Le stesse riflessioni del gesuita statunitense, la cui scomparsa recente ha stimolato la richiesta a Carlo Lottieri, che lo ha conosciuto di persona, di redigere una breve nota biografica, permettono di inserire il professore della Fordham University in un non meglio precisato orientamento liberale sensibilmente distinto, se non distante, da quello che Markus Krienke presenta confrontando in termini dialettici le teoresi dell’italiano Rosmini e quelle del tedesco Röpke.
Al lettore l’ardua sentenza su quale tra gli autori riesca con maggior coerenza a tenere desta l’attenzione (e quindi la tutela) sulla autonomia del singolo dinanzi alle responsabilità che a questo sono attribuite dalle libere relazioni inter-soggettive come pure dalle istituzioni. Autonomia e responsabilità che sono sperimentate sin dall’interno di quel che Cicerone qualifica seminarium rei publicae, la famiglia, così come viene riconosciuta nel contesto ordinamentale vigente (Anna Chiara Zanuzzi).

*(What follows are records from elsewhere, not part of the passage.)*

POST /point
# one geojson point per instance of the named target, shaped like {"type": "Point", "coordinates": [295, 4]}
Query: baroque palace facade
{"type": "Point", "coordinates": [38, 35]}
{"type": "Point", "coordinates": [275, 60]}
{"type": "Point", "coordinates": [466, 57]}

In questi termini, il Numero intende proseguire nello stile suo peculiare sempre teso in questi lustri nel volet coniugare teoria e prassi. Così, è possibile dialetticamente passare dalla riflessione teoretico-fondativa sui modi di imputare la responsabilità (non solo giuridica) di un soggetto (Maria Antonietta Foddai) alla lettura critica di alcuni disposti normativi che si inseriscono proprio nei gangli di quelle relazioni inter-soggettive che prevedono spirito di liberalità, trasmissione di proprietà, lascito di identità (Anna Chiara Zanuzzi – Andrea Rinaldi).
In questi rapporti tra privati, come in quelli c.d. “pubblici”, non è mai scontato rammentare come il pertugio per il riconoscimento della verità permetta un reale equilibrio tra gli interessi come ha già insegnato Domenico Farias sulla scia di Platone. E non potrebbe essere altrimenti, poichè la prassi politico-giuridica, avvalendosi di presupposti che non è mai in grado di giustificare, non può non riconoscere il debitum suo proprio dinanzi a magisteri sempre fecondi, perchè realmente classici (Gabriele Civello).

Lo sforzo di riconoscere, oggi come dieci anni fa, reali punti di riferimento, tali perchè pedissequamente riconosciuti originali, non banali, in sunto “veri”, è l’impegno maggiormente tragico che spetta a chi desidera realmente eleggere la parte migliore di sè e di chi ha la “fortuna” di conoscere.
Buone elezioni… di letture e di sapere.